BRITAIN must rebuild its infrastructure to put an end to its “make-do and mend” culture, a leading business organisation has urged George Osborne ahead of his emergency Budget next week.
The British Chambers of Commerce (BCC) submission to the Chancellor published today claims that a lack of investment in infrastructure capacity and maintenance across transport, energy and digital is hobbling business growth and costing jobs.
“Britain has relied on a make-do and mend approach for far too long, but this is simply not acceptable,” John Longworth, the BCC’s director general, said.
“While our competitors across the world are making serious, sustained investment towards infrastructure, in many cases we rely on patched up systems built in the 1970s.

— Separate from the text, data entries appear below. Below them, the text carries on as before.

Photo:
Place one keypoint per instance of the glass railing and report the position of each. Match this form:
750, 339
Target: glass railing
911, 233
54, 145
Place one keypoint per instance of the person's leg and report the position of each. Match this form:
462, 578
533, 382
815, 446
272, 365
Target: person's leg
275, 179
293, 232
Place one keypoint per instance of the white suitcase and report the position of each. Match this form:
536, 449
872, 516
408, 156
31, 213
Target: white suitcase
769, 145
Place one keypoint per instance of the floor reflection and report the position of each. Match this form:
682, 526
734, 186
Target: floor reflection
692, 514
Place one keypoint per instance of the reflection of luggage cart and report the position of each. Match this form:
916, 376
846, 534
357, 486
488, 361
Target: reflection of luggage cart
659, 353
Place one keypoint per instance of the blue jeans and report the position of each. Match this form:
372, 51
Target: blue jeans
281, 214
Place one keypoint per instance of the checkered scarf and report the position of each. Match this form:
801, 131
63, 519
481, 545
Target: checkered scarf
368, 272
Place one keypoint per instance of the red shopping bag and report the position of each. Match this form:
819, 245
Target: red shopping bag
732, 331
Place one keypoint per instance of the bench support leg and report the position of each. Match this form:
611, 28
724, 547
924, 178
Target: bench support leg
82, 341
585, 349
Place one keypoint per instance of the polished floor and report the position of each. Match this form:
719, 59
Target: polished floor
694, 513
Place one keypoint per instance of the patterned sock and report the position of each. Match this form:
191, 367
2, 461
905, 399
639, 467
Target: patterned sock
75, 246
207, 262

“It is for this reason we languish so far down the international league table for quality of infrastructure, as well as investment.”
The BCC notes that Britain ranks 27th in the World Economic Forums’ quality of overall infrastructure table, and that the UK national infrastructure plan has identified 650 projects needed in the next 15 years.

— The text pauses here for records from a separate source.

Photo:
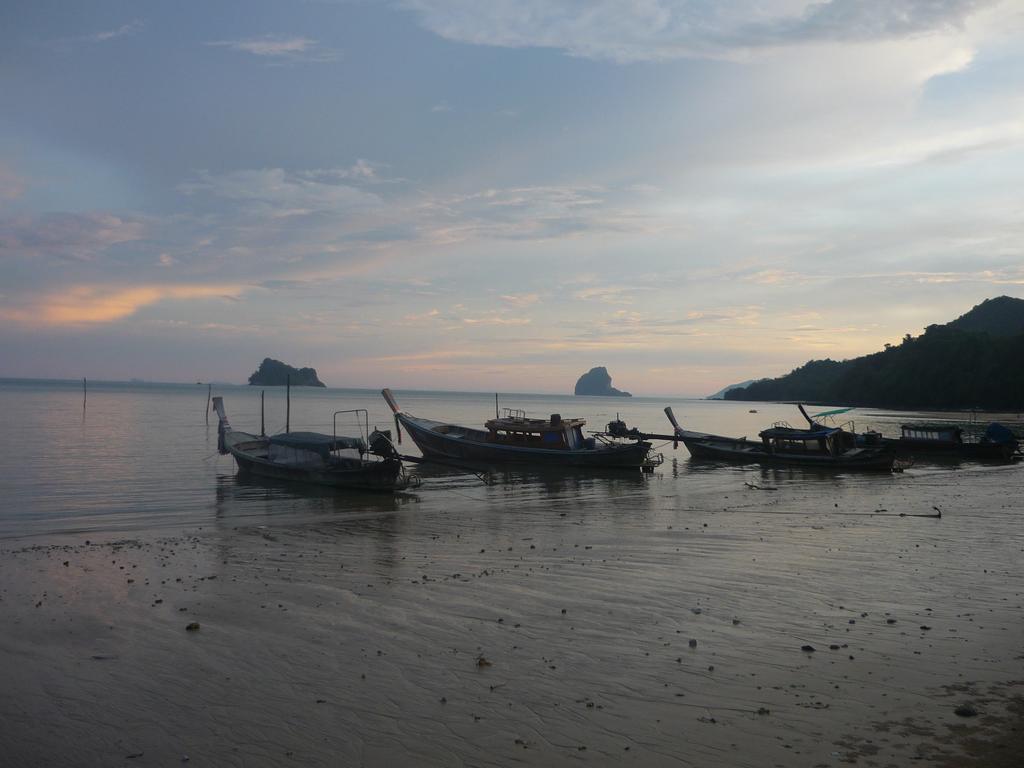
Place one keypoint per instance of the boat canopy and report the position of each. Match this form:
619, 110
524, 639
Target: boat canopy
835, 412
998, 433
316, 442
788, 433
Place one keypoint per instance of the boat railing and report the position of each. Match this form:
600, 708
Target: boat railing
363, 425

The BCC, which speaks for business organisations of all sizes, said the country needed to be in the top 15 by 2000 if it was to achieve the government’s target become the richest country in the G7, per capita, by 2030.
Among proposals made by the organisation to the Chancellor are that there is a “complete review and reform” of the compulsory purchase process by 2017-18; rapid action “to green-light new aviation capacity” following the imminent publication of the Airports Commission’s final report and recommendation on a new runway for either Gatwick or Heathrow; remove investment relating to the delivery of the national infrastructure plan from the national debt target.
The BCC said: “Business people across the UK are concerned that government spending remains too focused on areas of short-term economic benefit and political convenience, instead of on assets that have a lasting economic benefit.”
It added that government should concentrate more on infrastructure measures that are capable of boosting productivity.
Longworth said: “The UK must get to grips with a huge investment challenge over the next decade – ageing road, rail and energy networks need upgrading and replacing, and more houses need to be built to meet demand.”
He said businesses supported the government’s mending of the public finances, “but it must be achieved without detriment to growth”.